The Prado Museum joins in to commemorate the 400th anniversary of the death of El Greco with a large exhibition that points to a connection between the artist’s work and the avant-garde.
We often use the cliché of the “painter ahead of his time”, as if the history of art were a linear series of discoveries. This exhibition, however, takes the opposite approach, showing how the avant-garde creators looked to the masters of the past – particularly painters like El Greco, forgotten until the 19th century – in search of a new artistic lineage. “El Greco and Modern Painting” does not set out to convince us that the sixteenth-century artist was really an Impressionist, a Cubist or an Expressionist, but rather to offer us a look at the different lenses through which his work has been viewed over the past 150 years, a period of time marked by two exceptional visits to the Prado Museum: that of Manet, who discovered the Spanish school in Madrid in 1865, and that of Bacon, a regular in the art gallery’s halls until his death in 1992. This approach is rooted in the fact that since its early days the art gallery, which houses the most important collection of El Greco’s art, has been a strong supporter of the painter’s work. As early as 1902 it put together the first anthological exhibition aiming to portray the extraordinary personality of his style. The exhibition was most likely viewed by Picasso, throughout whose career the Crete-born artist remained a decisive influence.

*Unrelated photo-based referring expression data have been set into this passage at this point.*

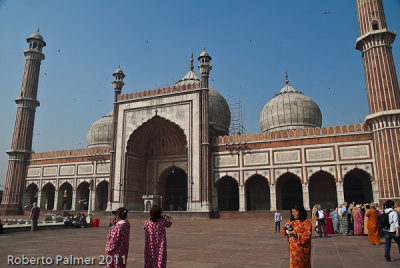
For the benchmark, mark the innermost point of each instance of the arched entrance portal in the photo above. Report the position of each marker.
(257, 193)
(157, 141)
(47, 200)
(101, 196)
(322, 190)
(289, 191)
(65, 197)
(82, 196)
(357, 187)
(228, 194)
(173, 190)
(30, 196)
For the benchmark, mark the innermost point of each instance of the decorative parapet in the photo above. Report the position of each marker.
(294, 133)
(71, 153)
(156, 92)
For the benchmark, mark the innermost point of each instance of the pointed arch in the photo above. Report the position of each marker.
(322, 190)
(228, 194)
(289, 191)
(357, 186)
(257, 193)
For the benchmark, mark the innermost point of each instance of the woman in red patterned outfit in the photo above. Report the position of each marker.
(118, 241)
(299, 238)
(155, 252)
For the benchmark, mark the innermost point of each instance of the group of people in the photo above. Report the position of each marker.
(155, 252)
(365, 219)
(79, 221)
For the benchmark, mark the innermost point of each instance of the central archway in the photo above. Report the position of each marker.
(357, 187)
(289, 191)
(173, 189)
(156, 141)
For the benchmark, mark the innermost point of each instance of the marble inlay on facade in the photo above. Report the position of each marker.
(85, 169)
(49, 171)
(67, 170)
(320, 154)
(283, 157)
(226, 160)
(103, 168)
(34, 172)
(354, 152)
(256, 159)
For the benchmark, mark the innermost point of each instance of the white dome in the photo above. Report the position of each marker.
(218, 109)
(290, 109)
(99, 134)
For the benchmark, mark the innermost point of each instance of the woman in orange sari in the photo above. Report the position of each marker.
(373, 230)
(298, 231)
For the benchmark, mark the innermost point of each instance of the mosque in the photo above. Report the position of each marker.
(171, 146)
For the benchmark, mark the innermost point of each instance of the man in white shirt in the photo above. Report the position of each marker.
(321, 221)
(278, 219)
(393, 232)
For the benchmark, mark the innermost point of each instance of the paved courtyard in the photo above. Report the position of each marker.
(237, 242)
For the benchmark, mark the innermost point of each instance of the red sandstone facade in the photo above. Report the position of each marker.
(164, 150)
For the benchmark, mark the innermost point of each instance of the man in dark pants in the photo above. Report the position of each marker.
(35, 212)
(321, 221)
(393, 231)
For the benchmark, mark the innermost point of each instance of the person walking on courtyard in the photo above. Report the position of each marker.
(358, 220)
(34, 216)
(278, 219)
(118, 240)
(298, 232)
(391, 228)
(372, 225)
(336, 220)
(344, 219)
(320, 216)
(155, 252)
(329, 222)
(314, 218)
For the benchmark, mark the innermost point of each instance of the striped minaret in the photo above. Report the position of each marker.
(204, 68)
(21, 144)
(383, 94)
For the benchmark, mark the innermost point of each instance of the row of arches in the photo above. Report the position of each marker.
(64, 196)
(289, 191)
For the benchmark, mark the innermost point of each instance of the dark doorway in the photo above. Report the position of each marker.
(289, 191)
(101, 196)
(65, 197)
(82, 196)
(175, 197)
(322, 190)
(357, 187)
(47, 201)
(228, 194)
(257, 193)
(31, 196)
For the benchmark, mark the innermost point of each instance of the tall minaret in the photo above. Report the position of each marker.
(118, 84)
(383, 94)
(205, 68)
(21, 145)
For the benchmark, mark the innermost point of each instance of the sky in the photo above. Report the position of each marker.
(251, 43)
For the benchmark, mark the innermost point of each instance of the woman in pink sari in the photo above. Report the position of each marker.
(358, 221)
(155, 252)
(118, 241)
(328, 222)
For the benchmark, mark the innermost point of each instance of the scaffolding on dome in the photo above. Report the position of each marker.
(237, 126)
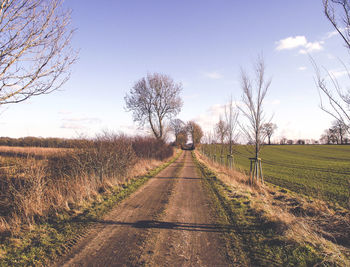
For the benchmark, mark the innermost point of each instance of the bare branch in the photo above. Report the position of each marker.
(35, 52)
(154, 99)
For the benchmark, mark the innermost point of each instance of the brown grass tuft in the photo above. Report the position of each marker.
(304, 220)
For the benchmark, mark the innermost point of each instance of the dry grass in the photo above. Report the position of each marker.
(304, 220)
(31, 151)
(36, 183)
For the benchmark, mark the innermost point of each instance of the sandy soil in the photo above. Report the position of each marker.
(167, 222)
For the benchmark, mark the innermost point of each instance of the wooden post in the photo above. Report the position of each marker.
(256, 170)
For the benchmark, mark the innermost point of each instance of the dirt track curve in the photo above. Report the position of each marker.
(167, 222)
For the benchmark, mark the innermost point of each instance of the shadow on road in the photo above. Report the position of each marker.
(185, 178)
(193, 227)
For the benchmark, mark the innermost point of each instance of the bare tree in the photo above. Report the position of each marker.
(221, 132)
(340, 130)
(196, 133)
(182, 137)
(254, 92)
(35, 52)
(269, 129)
(334, 99)
(177, 127)
(231, 117)
(283, 141)
(154, 99)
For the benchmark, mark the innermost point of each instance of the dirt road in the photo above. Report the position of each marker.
(167, 222)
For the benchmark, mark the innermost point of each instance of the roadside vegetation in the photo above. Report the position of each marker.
(47, 200)
(274, 227)
(319, 171)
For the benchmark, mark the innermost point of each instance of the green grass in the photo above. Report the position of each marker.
(53, 236)
(253, 240)
(321, 171)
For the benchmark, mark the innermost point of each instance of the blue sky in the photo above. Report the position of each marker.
(202, 44)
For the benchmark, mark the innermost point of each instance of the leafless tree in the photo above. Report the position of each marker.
(231, 118)
(35, 51)
(254, 92)
(283, 141)
(154, 99)
(334, 99)
(182, 137)
(177, 127)
(269, 129)
(338, 14)
(221, 132)
(340, 130)
(196, 132)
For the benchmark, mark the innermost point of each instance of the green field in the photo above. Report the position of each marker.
(321, 171)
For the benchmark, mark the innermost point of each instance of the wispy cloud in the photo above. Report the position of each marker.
(299, 42)
(215, 75)
(331, 34)
(78, 123)
(338, 73)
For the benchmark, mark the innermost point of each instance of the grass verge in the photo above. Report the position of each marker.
(254, 240)
(45, 241)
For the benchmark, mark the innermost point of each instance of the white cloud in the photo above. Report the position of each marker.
(291, 43)
(74, 126)
(78, 123)
(83, 120)
(338, 73)
(301, 42)
(214, 75)
(331, 34)
(276, 102)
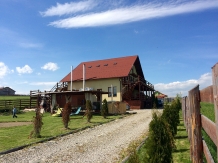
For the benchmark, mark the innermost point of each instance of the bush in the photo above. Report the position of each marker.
(88, 112)
(160, 142)
(104, 109)
(171, 116)
(66, 114)
(37, 125)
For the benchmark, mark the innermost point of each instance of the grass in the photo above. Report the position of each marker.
(182, 151)
(11, 137)
(207, 109)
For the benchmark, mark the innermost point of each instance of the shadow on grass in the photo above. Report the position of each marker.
(180, 150)
(181, 137)
(181, 129)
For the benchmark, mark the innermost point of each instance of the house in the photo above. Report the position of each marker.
(7, 91)
(116, 79)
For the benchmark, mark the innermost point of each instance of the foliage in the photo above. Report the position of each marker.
(171, 115)
(104, 109)
(160, 142)
(182, 151)
(134, 158)
(207, 109)
(37, 125)
(88, 110)
(155, 105)
(66, 114)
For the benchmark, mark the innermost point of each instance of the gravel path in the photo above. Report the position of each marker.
(101, 144)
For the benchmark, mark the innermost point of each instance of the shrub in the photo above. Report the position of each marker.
(66, 114)
(171, 116)
(37, 125)
(104, 109)
(160, 142)
(88, 112)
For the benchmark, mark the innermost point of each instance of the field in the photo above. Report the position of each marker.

From blue-period Picasso to Cubist Picasso; from the ochre tones of Zuloaga, whose Parisian studio displayed Vision of Saint John; to the Luminism of Sorolla; from the Delaunays, who lived in Madrid during World War I; to the acidic palette of German Expressionism; from Pollock’s early training years to the most narrative works of Orozco –El Greco’s influence has been vast. It is surprising to find similarities and offshoots in this exhibition which, like a game of ‘spot the difference’, invites us to scrutinise, from various perspectives, many of El Greco’s masterpieces alongside others by the most important artists of the 20th century. Among the artist’s most representative pieces, of particular note are Laocoön, a rarity in Spanish painting due to its mythological theme, and Saint Martin and the Beggar, whose artistic quality in the representation of textures is incredible. Particularly noteworthy modern works include various portraits by Cézanne, The Vision by Marc Chagall, and the Zuloaga collection. The latter artist is paid a silent tribute by the exhibition, which gives him a place alongside the great artists of his time (in my view, this is absolutely justified). This exhibition does not take the obvious route, pulling El Greco out of the past and viewing him through the clichéd lens of the “painter ahead of his time”. Rather, it shows us why Giacometti or Saura or Derain are as great as they are.